ASTL — Algoma Steel Group Inc.

NASDAQ


Q1 2026 Earnings Call Summary

May 13, 2026

Algoma Steel Group (ASTL) Q1 2026 Earnings Call Summary

1. Key Financial Results and Metrics

  • Shipments: Approximately 224,000 net tonnes, down 52.4% year-over-year.
  • Steel Revenue: CAD 266.9 million, a decrease of 42.4% from the prior year.
  • Average Net Sales Realization: CAD 1,193 per tonne, up 21% from CAD 986 per tonne in the prior year.
  • Cost per Tonne: CAD 1,180, slightly higher than CAD 1,137 in the prior year, impacted by CAD 27.4 million in tariffs.
  • Adjusted EBITDA: Loss of CAD 28.7 million, with a margin of negative 9.7%, an improvement from a loss of CAD 46.7 million in Q1 2025.
  • Liquidity: Ended the quarter with CAD 65.3 million in cash and approximately CAD 553 million in total available liquidity.

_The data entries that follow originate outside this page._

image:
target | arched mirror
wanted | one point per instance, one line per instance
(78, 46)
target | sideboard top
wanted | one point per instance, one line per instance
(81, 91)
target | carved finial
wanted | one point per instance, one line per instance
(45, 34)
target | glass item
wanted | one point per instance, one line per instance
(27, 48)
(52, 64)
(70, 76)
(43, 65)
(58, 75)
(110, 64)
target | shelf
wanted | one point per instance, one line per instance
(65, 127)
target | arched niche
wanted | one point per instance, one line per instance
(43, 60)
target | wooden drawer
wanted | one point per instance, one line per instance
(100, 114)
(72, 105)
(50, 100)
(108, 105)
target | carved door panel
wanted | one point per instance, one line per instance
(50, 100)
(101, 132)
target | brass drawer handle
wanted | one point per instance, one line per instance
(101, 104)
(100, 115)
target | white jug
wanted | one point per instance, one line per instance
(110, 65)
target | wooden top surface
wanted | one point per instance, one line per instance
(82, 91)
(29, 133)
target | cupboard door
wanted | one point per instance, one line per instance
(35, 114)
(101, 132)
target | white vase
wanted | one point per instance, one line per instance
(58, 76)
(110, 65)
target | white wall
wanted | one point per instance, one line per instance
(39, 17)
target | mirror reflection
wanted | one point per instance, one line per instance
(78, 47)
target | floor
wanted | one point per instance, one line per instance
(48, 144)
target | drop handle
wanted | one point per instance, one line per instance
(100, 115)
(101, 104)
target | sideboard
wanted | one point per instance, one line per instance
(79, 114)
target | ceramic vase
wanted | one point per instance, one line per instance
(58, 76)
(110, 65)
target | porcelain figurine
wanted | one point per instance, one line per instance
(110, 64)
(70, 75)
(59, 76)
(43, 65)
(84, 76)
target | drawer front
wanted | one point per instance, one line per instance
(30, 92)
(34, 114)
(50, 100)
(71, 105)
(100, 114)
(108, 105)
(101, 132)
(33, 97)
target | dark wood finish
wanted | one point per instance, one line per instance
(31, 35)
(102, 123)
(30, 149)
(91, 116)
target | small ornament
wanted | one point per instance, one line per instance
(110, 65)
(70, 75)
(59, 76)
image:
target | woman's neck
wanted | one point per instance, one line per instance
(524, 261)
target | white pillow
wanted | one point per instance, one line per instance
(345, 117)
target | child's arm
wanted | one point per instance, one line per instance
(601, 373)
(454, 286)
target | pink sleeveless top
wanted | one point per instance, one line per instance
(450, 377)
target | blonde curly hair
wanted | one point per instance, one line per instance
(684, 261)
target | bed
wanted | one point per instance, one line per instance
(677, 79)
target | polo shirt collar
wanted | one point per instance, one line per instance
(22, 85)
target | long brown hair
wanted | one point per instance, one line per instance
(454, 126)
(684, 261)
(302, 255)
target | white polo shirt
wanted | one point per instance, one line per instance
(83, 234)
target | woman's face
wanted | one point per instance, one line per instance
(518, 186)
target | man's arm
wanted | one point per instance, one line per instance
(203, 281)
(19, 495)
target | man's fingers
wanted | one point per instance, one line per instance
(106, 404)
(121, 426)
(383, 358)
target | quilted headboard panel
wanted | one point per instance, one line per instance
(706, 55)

2. Strategic Updates and Business Highlights

  • Transition to Electric Arc Furnace (EAF): The company has fully transitioned to EAF operations, marking a significant shift from coal-based steelmaking.
  • Record Plate Sales: Achieved record plate sales of 116,000 net tonnes, driven by a strategic focus on higher-value plate products.
  • Joint Ventures: Announced the formation of Roshel Algoma Defence, a joint venture aimed at producing ballistic steel, and a binding MOU with Hanwha Ocean for a structural beam mill, valued at up to USD 250 million.
  • Market Positioning: Algoma is positioning itself as a key player in Canada’s defense industrial base, emphasizing the importance of domestic steelmaking capabilities.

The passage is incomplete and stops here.